Contraponto – É comum encontrar jornalista na favela?

MV Bill – Infelizmente existe uma imprensa viciada em mostrar o lado negativo das favelas, a seguir o que a elite quer. A fazer esse tipo de jornalismo. E se comportam como que esperando que dessas comunidades saiam apenas bandidos e não saiam mocinhos. O fato das minhas entrevistas serem na CDD é uma forma de mostrar que eles podem freqüentar as favelas e fazer boas matérias sem precisar ter um corpo estendido no chão. Tem gente que acha que eu sou contra a imprensa, a mídia. Mas, eu só questiono os espaços que ela destina para essas comunidades.

Contraponto – Você age diferente de alguns rappers que não dialogam com a mídia. Como se relacionar bem?
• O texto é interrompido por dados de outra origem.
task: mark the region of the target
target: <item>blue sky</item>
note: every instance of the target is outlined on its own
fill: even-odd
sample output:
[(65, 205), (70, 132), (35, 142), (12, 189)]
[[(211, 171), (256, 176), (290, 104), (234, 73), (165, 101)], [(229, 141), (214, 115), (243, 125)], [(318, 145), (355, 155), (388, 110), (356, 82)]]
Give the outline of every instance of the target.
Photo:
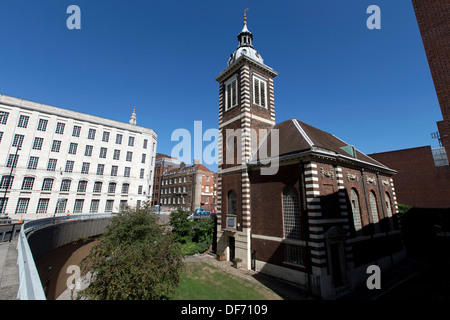
[[(81, 30), (66, 27), (72, 4)], [(366, 27), (372, 4), (380, 30)], [(175, 129), (217, 128), (214, 78), (245, 8), (279, 73), (277, 122), (297, 118), (365, 153), (437, 146), (442, 115), (410, 0), (2, 0), (0, 93), (124, 122), (136, 106), (170, 154)]]

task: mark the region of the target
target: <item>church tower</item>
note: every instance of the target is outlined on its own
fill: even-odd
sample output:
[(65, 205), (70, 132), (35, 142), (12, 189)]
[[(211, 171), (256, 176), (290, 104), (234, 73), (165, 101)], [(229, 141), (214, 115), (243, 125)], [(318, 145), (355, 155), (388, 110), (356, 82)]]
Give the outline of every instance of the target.
[[(246, 10), (247, 11), (247, 10)], [(253, 47), (253, 34), (244, 12), (238, 47), (219, 82), (219, 166), (217, 251), (228, 260), (242, 259), (251, 267), (251, 206), (247, 161), (275, 125), (273, 78)]]

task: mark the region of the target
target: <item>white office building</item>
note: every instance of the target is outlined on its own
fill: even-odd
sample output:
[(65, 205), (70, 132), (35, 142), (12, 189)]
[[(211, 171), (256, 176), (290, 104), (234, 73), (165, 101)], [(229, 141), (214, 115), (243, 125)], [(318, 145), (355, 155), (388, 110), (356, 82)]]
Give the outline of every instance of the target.
[(0, 213), (12, 219), (117, 212), (151, 201), (157, 134), (0, 95)]

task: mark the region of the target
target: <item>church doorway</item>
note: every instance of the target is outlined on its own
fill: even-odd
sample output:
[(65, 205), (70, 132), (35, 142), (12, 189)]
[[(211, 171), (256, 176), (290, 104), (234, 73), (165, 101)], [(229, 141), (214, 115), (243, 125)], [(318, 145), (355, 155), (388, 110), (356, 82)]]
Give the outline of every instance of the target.
[(228, 248), (230, 250), (230, 261), (232, 261), (236, 257), (236, 248), (235, 248), (235, 239), (234, 237), (228, 237)]

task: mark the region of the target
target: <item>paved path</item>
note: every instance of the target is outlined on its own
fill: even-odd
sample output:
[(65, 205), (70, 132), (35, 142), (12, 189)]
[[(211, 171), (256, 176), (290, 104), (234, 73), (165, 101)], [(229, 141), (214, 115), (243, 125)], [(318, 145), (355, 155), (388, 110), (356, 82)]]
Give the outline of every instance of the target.
[(17, 300), (19, 266), (16, 236), (11, 242), (0, 243), (0, 300)]

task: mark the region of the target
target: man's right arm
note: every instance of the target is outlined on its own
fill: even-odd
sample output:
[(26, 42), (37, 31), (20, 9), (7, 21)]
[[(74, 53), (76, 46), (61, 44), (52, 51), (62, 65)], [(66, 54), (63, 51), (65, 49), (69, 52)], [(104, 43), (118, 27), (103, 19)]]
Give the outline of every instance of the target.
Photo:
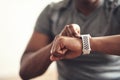
[(20, 76), (30, 79), (42, 75), (51, 63), (50, 49), (52, 44), (48, 36), (34, 32), (22, 56)]

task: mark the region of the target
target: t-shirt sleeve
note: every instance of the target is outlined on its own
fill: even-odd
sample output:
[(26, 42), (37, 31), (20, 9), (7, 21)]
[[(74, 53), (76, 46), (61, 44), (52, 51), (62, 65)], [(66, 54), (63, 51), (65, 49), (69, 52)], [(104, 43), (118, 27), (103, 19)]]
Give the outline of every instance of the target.
[(34, 27), (34, 31), (36, 32), (40, 32), (46, 35), (51, 35), (51, 23), (50, 23), (50, 19), (49, 19), (49, 10), (50, 7), (49, 5), (41, 12), (41, 14), (39, 15), (35, 27)]

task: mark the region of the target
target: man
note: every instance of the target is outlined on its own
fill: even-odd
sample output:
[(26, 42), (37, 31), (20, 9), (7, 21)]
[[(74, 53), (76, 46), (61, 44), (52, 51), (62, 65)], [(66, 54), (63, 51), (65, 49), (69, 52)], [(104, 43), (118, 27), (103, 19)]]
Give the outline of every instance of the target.
[[(114, 7), (110, 0), (64, 0), (59, 4), (47, 6), (38, 18), (23, 54), (20, 76), (30, 79), (42, 75), (52, 60), (58, 60), (59, 80), (120, 80), (120, 57), (108, 55), (120, 55), (119, 13), (120, 7)], [(81, 34), (92, 36), (90, 54), (82, 55), (81, 38), (58, 36), (54, 39), (66, 24), (72, 23), (80, 25)], [(60, 41), (63, 47), (65, 46), (65, 53), (61, 57), (56, 56), (57, 50), (50, 53), (52, 41), (58, 46)], [(71, 45), (64, 43), (76, 45), (75, 48), (69, 48)], [(61, 54), (59, 51), (62, 51), (62, 48), (59, 48), (57, 52)], [(69, 54), (66, 54), (68, 51)], [(75, 56), (71, 57), (71, 52)], [(69, 58), (67, 55), (70, 55)]]

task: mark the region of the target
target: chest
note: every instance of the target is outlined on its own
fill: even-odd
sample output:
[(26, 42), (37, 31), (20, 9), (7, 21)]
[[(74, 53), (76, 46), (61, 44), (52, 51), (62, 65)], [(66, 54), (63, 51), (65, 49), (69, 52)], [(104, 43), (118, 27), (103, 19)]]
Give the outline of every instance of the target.
[(109, 22), (108, 15), (102, 8), (87, 17), (81, 13), (65, 11), (59, 15), (52, 26), (52, 32), (55, 36), (61, 32), (65, 25), (73, 23), (80, 26), (81, 34), (90, 34), (91, 36), (104, 36), (116, 34), (116, 31), (120, 32), (119, 23), (115, 19)]

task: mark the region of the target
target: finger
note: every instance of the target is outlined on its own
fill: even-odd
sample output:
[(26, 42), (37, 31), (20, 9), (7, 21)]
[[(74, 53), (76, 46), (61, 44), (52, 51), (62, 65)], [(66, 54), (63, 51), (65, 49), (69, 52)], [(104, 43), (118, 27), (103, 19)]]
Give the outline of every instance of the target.
[(61, 49), (61, 50), (58, 49), (52, 55), (54, 57), (62, 57), (62, 56), (64, 56), (66, 54), (67, 50), (68, 49)]
[(62, 57), (64, 56), (64, 54), (59, 54), (59, 53), (55, 53), (55, 54), (52, 54), (54, 57)]
[(60, 41), (58, 42), (58, 45), (56, 46), (55, 52), (57, 54), (64, 55), (67, 52), (68, 49), (65, 48), (65, 45)]
[(53, 43), (52, 43), (51, 50), (50, 50), (50, 53), (51, 53), (51, 54), (53, 54), (53, 53), (55, 52), (55, 45), (56, 45), (55, 42), (56, 42), (56, 41), (55, 41), (55, 39), (54, 39), (54, 41), (53, 41)]
[(59, 51), (56, 51), (55, 53), (52, 54), (52, 56), (50, 57), (50, 59), (52, 61), (57, 61), (57, 60), (61, 60), (61, 59), (64, 59), (64, 56), (67, 52), (67, 49), (62, 49), (61, 50), (62, 52), (59, 52)]
[(68, 30), (69, 36), (70, 36), (70, 37), (74, 37), (73, 31), (71, 30), (70, 26), (67, 27), (67, 30)]
[(53, 50), (54, 50), (54, 46), (55, 46), (55, 44), (54, 44), (54, 42), (53, 42), (53, 43), (52, 43), (51, 50), (50, 50), (50, 53), (51, 53), (51, 54), (53, 54), (53, 53), (54, 53), (54, 51), (53, 51)]
[(68, 49), (64, 49), (62, 50), (62, 52), (55, 52), (54, 54), (52, 54), (54, 57), (63, 59), (63, 57), (65, 56), (66, 52), (68, 51)]
[(60, 32), (60, 36), (66, 36), (66, 28), (68, 27), (69, 25), (66, 25), (63, 30)]
[(52, 43), (52, 47), (50, 50), (50, 53), (53, 54), (57, 48), (57, 39), (58, 39), (59, 35), (57, 35)]
[(66, 34), (69, 37), (72, 37), (72, 31), (69, 29), (69, 26), (66, 27)]
[(58, 49), (56, 52), (58, 53), (58, 54), (61, 54), (61, 55), (64, 55), (66, 52), (68, 51), (68, 49)]
[(53, 42), (51, 54), (54, 55), (55, 57), (60, 57), (64, 55), (67, 52), (68, 49), (65, 48), (65, 45), (59, 41), (59, 39), (56, 38)]
[(72, 35), (75, 36), (80, 36), (80, 27), (76, 24), (71, 24), (69, 26), (70, 30), (72, 31)]
[(50, 60), (51, 61), (58, 61), (58, 60), (61, 60), (61, 59), (63, 59), (64, 57), (55, 57), (55, 56), (53, 56), (53, 55), (51, 55), (50, 56)]

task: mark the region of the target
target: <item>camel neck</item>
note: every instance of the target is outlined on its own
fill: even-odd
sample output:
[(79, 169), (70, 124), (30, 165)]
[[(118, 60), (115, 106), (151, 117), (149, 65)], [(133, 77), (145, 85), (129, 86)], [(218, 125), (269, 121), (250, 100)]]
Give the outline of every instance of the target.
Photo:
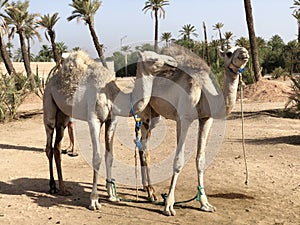
[(239, 76), (228, 69), (225, 69), (223, 84), (223, 94), (226, 106), (226, 115), (229, 115), (236, 103), (237, 89), (239, 85)]
[(115, 81), (106, 86), (109, 93), (108, 100), (112, 113), (116, 116), (128, 117), (131, 115), (131, 106), (134, 105), (134, 113), (142, 112), (150, 101), (152, 92), (152, 80), (137, 79), (132, 92), (125, 93)]

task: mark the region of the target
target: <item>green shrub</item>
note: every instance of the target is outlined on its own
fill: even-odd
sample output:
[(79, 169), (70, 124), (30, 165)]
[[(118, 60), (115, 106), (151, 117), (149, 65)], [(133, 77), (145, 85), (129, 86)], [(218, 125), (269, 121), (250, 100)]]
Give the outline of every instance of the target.
[(294, 111), (297, 117), (300, 117), (300, 76), (291, 77), (293, 82), (292, 92), (289, 96), (289, 101), (286, 104), (286, 109), (289, 111)]
[(22, 74), (0, 77), (0, 121), (16, 118), (17, 109), (29, 93), (30, 85)]

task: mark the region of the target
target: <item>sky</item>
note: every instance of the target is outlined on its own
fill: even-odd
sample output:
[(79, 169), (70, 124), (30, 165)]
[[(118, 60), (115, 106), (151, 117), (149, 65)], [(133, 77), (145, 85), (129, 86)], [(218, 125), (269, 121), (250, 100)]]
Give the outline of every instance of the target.
[[(108, 56), (123, 45), (137, 42), (145, 43), (154, 39), (154, 19), (150, 13), (144, 14), (142, 8), (146, 0), (102, 0), (102, 6), (95, 16), (95, 28), (99, 40), (105, 46)], [(64, 42), (68, 49), (80, 47), (96, 57), (96, 51), (88, 27), (76, 19), (68, 22), (71, 15), (70, 0), (30, 0), (30, 13), (59, 13), (60, 20), (54, 27), (57, 42)], [(248, 37), (243, 0), (170, 0), (165, 6), (166, 17), (159, 21), (159, 34), (171, 32), (173, 38), (179, 37), (179, 30), (185, 24), (192, 24), (203, 40), (202, 23), (206, 23), (209, 40), (218, 39), (213, 25), (224, 24), (222, 33), (230, 31), (234, 38)], [(297, 21), (291, 15), (293, 0), (252, 0), (256, 36), (269, 40), (273, 35), (280, 35), (284, 42), (296, 39)], [(43, 32), (43, 31), (42, 31)], [(44, 35), (42, 35), (44, 37)], [(43, 44), (50, 45), (44, 38), (37, 40), (32, 51), (37, 53)], [(18, 42), (14, 42), (15, 49)]]

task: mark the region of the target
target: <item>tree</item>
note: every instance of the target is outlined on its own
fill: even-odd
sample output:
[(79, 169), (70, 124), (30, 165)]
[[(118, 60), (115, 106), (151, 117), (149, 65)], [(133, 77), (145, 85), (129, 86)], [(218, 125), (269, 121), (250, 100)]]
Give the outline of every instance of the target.
[[(0, 0), (0, 9), (3, 9), (3, 7), (7, 4), (8, 0)], [(15, 68), (11, 62), (9, 52), (6, 50), (6, 45), (4, 41), (4, 34), (8, 34), (8, 27), (5, 21), (5, 16), (1, 12), (0, 13), (0, 52), (1, 52), (1, 57), (3, 59), (5, 68), (8, 72), (8, 74), (13, 74), (16, 73)]]
[(53, 57), (53, 51), (48, 45), (43, 45), (35, 58), (37, 62), (50, 62)]
[(207, 31), (206, 31), (206, 25), (205, 22), (203, 22), (203, 32), (204, 32), (204, 46), (205, 46), (205, 59), (207, 62), (207, 65), (210, 66), (210, 58), (209, 58), (209, 49), (208, 49), (208, 41), (207, 41)]
[(68, 46), (66, 46), (66, 44), (64, 42), (56, 42), (55, 43), (55, 46), (56, 46), (56, 49), (57, 49), (57, 53), (58, 55), (61, 57), (61, 55), (64, 53), (64, 52), (67, 52), (68, 51)]
[(53, 15), (46, 14), (44, 16), (41, 16), (41, 19), (37, 22), (37, 24), (46, 29), (45, 31), (46, 39), (51, 43), (54, 61), (56, 65), (59, 67), (61, 56), (58, 54), (56, 48), (56, 44), (55, 44), (56, 34), (54, 30), (54, 26), (58, 20), (59, 20), (58, 13), (54, 13)]
[(224, 50), (224, 43), (223, 43), (223, 38), (222, 38), (222, 32), (221, 29), (224, 27), (223, 23), (216, 23), (213, 28), (214, 30), (217, 30), (219, 32), (219, 39), (220, 39), (220, 45), (221, 45), (221, 49), (222, 51)]
[(155, 19), (155, 26), (154, 26), (154, 50), (158, 50), (158, 18), (165, 18), (165, 10), (164, 6), (169, 5), (169, 0), (148, 0), (145, 2), (145, 6), (143, 8), (143, 11), (146, 13), (147, 11), (151, 11), (151, 17), (152, 13), (154, 13), (154, 19)]
[(31, 54), (31, 42), (34, 44), (34, 38), (37, 37), (40, 42), (42, 42), (42, 38), (40, 33), (37, 31), (37, 26), (35, 21), (31, 21), (32, 24), (28, 24), (26, 30), (24, 31), (25, 39), (27, 40), (27, 54), (29, 61), (32, 59)]
[(188, 41), (191, 40), (191, 35), (193, 35), (194, 37), (198, 37), (198, 34), (196, 33), (195, 26), (193, 26), (191, 24), (184, 25), (182, 27), (182, 29), (179, 30), (179, 33), (180, 33), (181, 36), (186, 38)]
[(12, 26), (12, 35), (14, 33), (17, 33), (19, 35), (25, 70), (30, 81), (31, 89), (34, 90), (36, 88), (36, 83), (30, 68), (30, 58), (28, 56), (25, 43), (25, 31), (34, 29), (32, 27), (32, 24), (34, 24), (37, 14), (30, 14), (28, 12), (28, 7), (29, 1), (12, 2), (10, 4), (7, 4), (5, 12), (7, 14), (6, 22), (8, 25)]
[(297, 20), (298, 24), (298, 43), (300, 43), (300, 0), (294, 0), (293, 6), (291, 9), (294, 9), (293, 16)]
[(71, 21), (76, 18), (78, 21), (83, 20), (88, 25), (100, 61), (104, 67), (108, 68), (103, 54), (103, 45), (100, 44), (95, 31), (95, 14), (101, 4), (100, 0), (72, 0), (72, 4), (69, 6), (74, 10), (67, 20)]
[(233, 33), (230, 31), (227, 31), (224, 33), (224, 39), (225, 39), (225, 45), (226, 48), (229, 49), (230, 48), (230, 41), (232, 41), (233, 39)]
[(253, 16), (252, 16), (251, 0), (244, 0), (244, 7), (245, 7), (246, 21), (247, 21), (247, 26), (248, 26), (254, 76), (255, 76), (255, 80), (259, 81), (262, 76), (261, 76), (261, 70), (260, 70), (260, 66), (259, 66), (258, 50), (257, 50), (257, 45), (256, 45), (256, 36), (255, 36), (254, 21), (253, 21)]
[(169, 47), (171, 38), (172, 38), (172, 33), (171, 32), (164, 32), (164, 33), (161, 34), (161, 37), (160, 37), (160, 39), (162, 41), (166, 42), (166, 47)]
MV Bill – Eu já tive na luta pelo hip hop. Só que o hip hop mostrou que a luta é maior do que ele. Então, eu expandi a minha luta e apenas uso o hip hop como instrumento dessa luta. Sei da importância dele. Amo o hip hop. Devo muita coisa na minha vida, quase toda ela ao hip hop, que me projetou, me trouxe de volta e fez a minha voz ecoar. Mas a luta é maior do que ele. Porque ele não atinge todo mundo. No livro eu falo isso, a gente fala das mazelas da favela, mas não é abraçado por ela. Fala por milhões e é compreendido por menos de cem. Porque o tapete vermelho na favela é para o Alexandre Pires, para a Ivete Sangalo. São eles que estão na televisão. Os Detonautas e vários outros. Eu não vou a qualquer programa de televisão, mas eu tento ver os que dá pra fazer. Porque a massa ignorante está vendo TV. Às vezes eu vou num programa que tem 50 milhões de pessoas assistindo. Como eu vou alcançar esse número de pessoas fazendo show? Existem vários caminhos, a música pode ser um deles, a TV pode ser também, o rádio. A literatura está sendo. A única coisa que ainda não me deu foi dinheiro. Mas o prazer de poder me comunicar com as pessoas é muito maneiro.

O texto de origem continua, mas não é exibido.